Inizialmente poco felice dell’incarico, in breve trova in esso un elemento di curiosità e di interesse, soprattutto perché gli permette di intrufolarsi nelle vite degli altri. Oltre alle richieste di un detenuto che non ha più contatti con la figlia, ad attrarre la sua attenzione sono le lettere di Rosita (Alia Shawkat), la fidanzata di Cris, reo di aver ucciso un poliziotto e per questo in attesa di essere giustiziato nel braccio della morte. L’amore che trasuda da quelle lettere lo stregheranno e lo porteranno verso un confine molto pericoloso, molto al di là delle sue supposte responsabilità.
The Letter Room è un film molto intimo
The Letter Room si concentra quasi esclusivamente sul punto di vista di Richard, che ha dalla sua un’interpretazione molto solida di Oscar Isaac, che dopo aver vestito i panni del Duca Leto in Dune di Villeneuve e quelle di un antieroe urbano in Il Collezionista di Carte di Schrader, qui si normalizza, nel senso che ci dona il classico uomo-medio un po’ represso e un po’ immalinconito, adagiato su un quieto vivere da cui vorrebbe scappare in ogni modo.
Imbranato, timido, senza grandi ambizioni da rivelare al mondo, è anche caratterizzato da una solitudine opprimente che la sceneggiatura di Elvira Lind è perfetta nel far emergere di sottecchi, nelle piccole cose e piccoli gesti, nella sua vita di single con cane e cibo al microonde, scossa da una sensualità agognata e che traspira da quelle pagine scritte a mano. Nei 30 minuti di questo corto (nominato agli Oscar e al Tribeca Festival) riusciamo immediatamente a comprendere una perfetta realtà: non sono solo Cris e gli altri ad essere prigionieri del carcere, ma anche Richard e gli altri come lui, assediati da mura grigie e opprimenti, da una disumanizzazione burocraticizzata che si fa sempre più evidente ogni minuto che passa.
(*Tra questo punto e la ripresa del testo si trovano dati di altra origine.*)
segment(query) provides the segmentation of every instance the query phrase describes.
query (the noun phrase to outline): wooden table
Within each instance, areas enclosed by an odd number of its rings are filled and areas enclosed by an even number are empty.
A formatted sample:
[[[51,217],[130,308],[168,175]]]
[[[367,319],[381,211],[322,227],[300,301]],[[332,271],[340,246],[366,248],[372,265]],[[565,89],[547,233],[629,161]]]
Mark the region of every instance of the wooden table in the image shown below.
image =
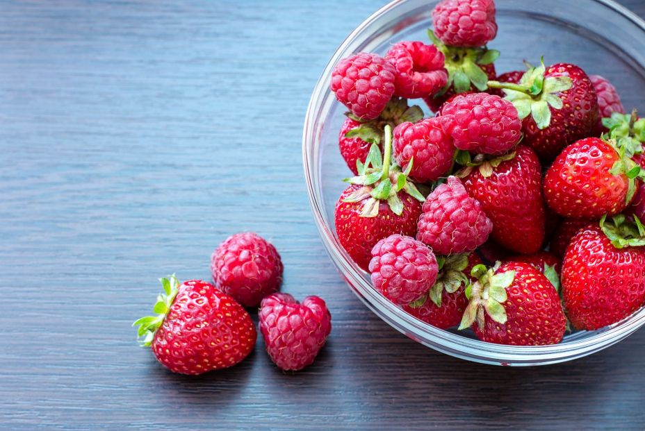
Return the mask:
[[[645,428],[645,331],[571,363],[478,365],[402,336],[338,277],[301,128],[327,59],[383,3],[0,3],[0,428]],[[209,279],[245,230],[277,246],[283,290],[327,300],[328,346],[295,374],[261,341],[230,370],[167,372],[131,322],[158,277]]]

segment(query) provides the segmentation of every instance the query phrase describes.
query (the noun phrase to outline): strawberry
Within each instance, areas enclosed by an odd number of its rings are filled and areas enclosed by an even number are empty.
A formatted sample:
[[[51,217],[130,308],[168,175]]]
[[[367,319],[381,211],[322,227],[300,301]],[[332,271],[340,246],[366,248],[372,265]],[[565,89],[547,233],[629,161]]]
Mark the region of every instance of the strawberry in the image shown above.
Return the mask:
[[[379,240],[393,234],[416,235],[416,221],[425,199],[414,184],[407,180],[412,167],[405,172],[392,158],[392,128],[385,126],[384,155],[373,144],[359,174],[346,182],[350,185],[336,205],[334,221],[338,241],[350,257],[365,271],[372,257],[372,248]]]
[[[510,262],[473,269],[477,280],[459,329],[471,327],[480,340],[498,344],[542,346],[562,340],[566,319],[557,291],[532,265]]]
[[[645,303],[645,229],[622,215],[580,230],[562,264],[562,298],[574,328],[620,321]]]
[[[179,284],[174,275],[160,280],[164,293],[157,316],[142,317],[142,346],[152,346],[173,373],[197,375],[232,366],[253,350],[257,334],[251,316],[229,295],[199,280]]]
[[[477,155],[471,161],[467,153],[462,155],[459,161],[466,166],[457,175],[493,222],[493,239],[516,253],[539,250],[544,239],[544,205],[540,164],[533,151],[520,144],[514,152],[490,160]]]
[[[564,255],[566,246],[571,242],[571,238],[575,236],[578,231],[591,223],[589,219],[564,219],[557,226],[551,242],[549,244],[549,251],[560,259]]]
[[[428,37],[443,53],[444,67],[448,71],[448,82],[441,91],[424,99],[433,112],[437,112],[446,101],[456,94],[488,90],[489,80],[495,79],[497,76],[493,62],[499,57],[498,51],[447,45],[432,30],[428,31]]]
[[[423,117],[423,111],[416,105],[408,106],[405,99],[395,97],[375,119],[361,121],[350,112],[345,115],[338,135],[338,148],[348,167],[354,175],[358,175],[357,162],[365,163],[373,144],[381,145],[386,124],[393,128],[406,121],[415,123]]]
[[[459,324],[468,305],[466,286],[475,281],[470,276],[475,265],[482,260],[474,253],[439,257],[436,281],[428,294],[403,307],[419,320],[439,328],[448,329]]]
[[[641,173],[621,148],[615,142],[588,137],[564,149],[544,176],[547,205],[565,217],[599,219],[622,212]]]
[[[524,74],[519,83],[489,82],[503,89],[523,119],[524,144],[543,161],[553,159],[567,145],[591,135],[598,121],[594,84],[575,66],[541,63]]]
Un viaggio dentro i paradossi della vita
The Letter Room in 30 minuti esatti ci mostra le contraddizioni dell’animo umano, tra pietas e egoismo, tra mancanza di empatia e sentimentalismo, connettendosi in questo ad altri film su tale tema. Tuttavia rifiuta la drammaticità tout court vista per esempio nel nuovo Papillon di Noer, ma connettendosi maggiormente a una dimensione di universale comprensione sulla difficoltà nel sapere cosa fare in certi momenti della nostra vita.
Anche esteticamente il corto è splendido, e permane alla fine la sensazione che con i giusti accorgimenti e la giusta volontà, se ne potrebbe fare un lungometraggio di grande impatto e originalità, distante dai cliché del genere e soprattutto disconnesso dalla visione manichea con cui una certa cinematografia contemporanea parla del difficile mondo grigio che separa legge da giustizia, ciò che è giusto fare da ciò che si è autorizzati a fare. 30 minuti per un corto che di corto ha solo il nome, che paiono non finire mai e nel senso positivo, coerenti con quell’autorialità americana dei nostri giorni che dovrebbe essere maggiormente centrale nella proposta cinematografica popolare.
Invece domina l’isolamento, dettato da una sorta di senso di colpa, lo stesso di Richard, che fa quello che fa per se stesso ma impara che le buone azioni disinteressate rendono il mondo un posto migliore anche solo per un istante.